Dans le canton Mbo’a, au cœur du département du Ntem, le village d’Edoma Essabeigne vit une situation délicate. Depuis près d’un an en effet, ce village fait face à l’absence prolongée de son chef. Ce dernier a été évacué vers Oyem pour raisons de santé. Ce départ, d’abord perçu comme une parenthèse nécessaire, s’est transformé en une longue attente. Cette attente pèse désormais sur le quotidien d’une communauté déjà éprouvée. L’enclavement et la pénibilité de la vie rurale aggravent en outre cette situation.
Dans cette localité, la chefferie n’est pas seulement une institution administrative. Elle demeure ainsi un véritable repère social pour les habitants. L’absence du chef laisse donc un vide palpable dans la communauté. À Edoma Essabeigne, le chef écoute, arbitre et rassure traditionnellement les habitants. Il organise également la vie collective et apaise les tensions naissantes. Sans cette présence, les habitants font face à un flottement administratif. Ce flottement complique les démarches et ralentit par ailleurs les initiatives locales. Il fragilise enfin la cohésion communautaire tout entière du village.
Un double souhait porté par les populations
Les populations, profondément attachées à leur chef, expriment un double souhait clair. Elles espèrent d’abord son rétablissement rapide et un retour prochain. Elles réclament aussi la mise en place d’une solution transitoire adaptée. Cette solution devrait ainsi restaurer l’ordre et la sérénité dans le village. Dans ce village isolé, chaque décision collective dépend d’une autorité identifiée. L’absence de leadership devient donc un obstacle supplémentaire au quotidien. Les difficultés d’accès et le manque de services publics s’ajoutent également. L’éloignement des centres administratifs complique enfin davantage la vie des habitants.

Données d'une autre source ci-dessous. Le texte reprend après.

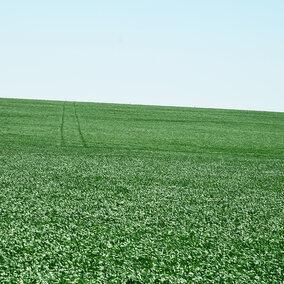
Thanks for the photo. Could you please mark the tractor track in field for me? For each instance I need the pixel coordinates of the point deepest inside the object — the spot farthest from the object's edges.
(62, 141)
(79, 127)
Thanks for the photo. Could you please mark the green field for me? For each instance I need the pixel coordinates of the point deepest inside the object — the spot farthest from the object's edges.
(108, 193)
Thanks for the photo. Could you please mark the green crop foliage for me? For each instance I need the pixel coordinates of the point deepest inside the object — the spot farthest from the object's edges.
(108, 193)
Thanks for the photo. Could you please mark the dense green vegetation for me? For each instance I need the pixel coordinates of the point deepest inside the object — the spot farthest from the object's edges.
(108, 193)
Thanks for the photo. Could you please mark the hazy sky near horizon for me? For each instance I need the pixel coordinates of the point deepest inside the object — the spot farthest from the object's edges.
(221, 54)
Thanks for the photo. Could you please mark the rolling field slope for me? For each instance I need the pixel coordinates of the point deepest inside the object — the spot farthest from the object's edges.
(108, 193)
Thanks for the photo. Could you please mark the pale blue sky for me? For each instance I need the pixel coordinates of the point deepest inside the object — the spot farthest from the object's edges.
(202, 53)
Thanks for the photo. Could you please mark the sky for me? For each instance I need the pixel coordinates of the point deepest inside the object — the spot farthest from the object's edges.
(202, 53)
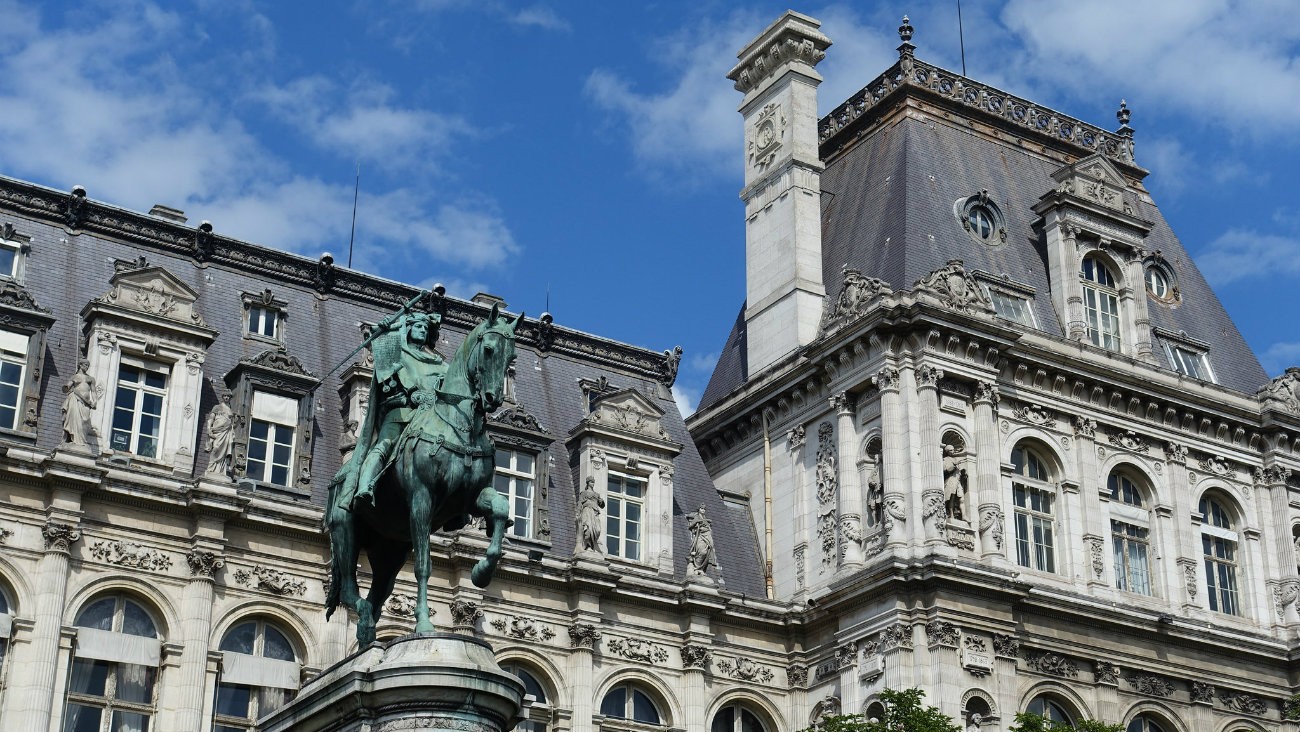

Une communauté suspendue à l’évolution de la situation
Près d’un an après son évacuation sanitaire, Edoma Essabeigne reste suspendu. Les habitants espèrent désormais un accompagnement des autorités compétentes concernées. Ils souhaitent la mise en place d’un dispositif provisoire adapté au village. Ce dispositif garantirait ainsi la continuité de l’administration locale existante. Il permettrait également de préserver la stabilité sociale de la communauté. Dans ce coin du canton Mbo’a, la vie suit le rythme des traditions. Le retour à une gouvernance apaisée apparaît désormais comme une urgence réelle. Le village pourrait ainsi retrouver sa sérénité et alléger sa pénibilité quotidienne. La voix de l’autorité locale guiderait alors les habitants vers un quotidien plus stable.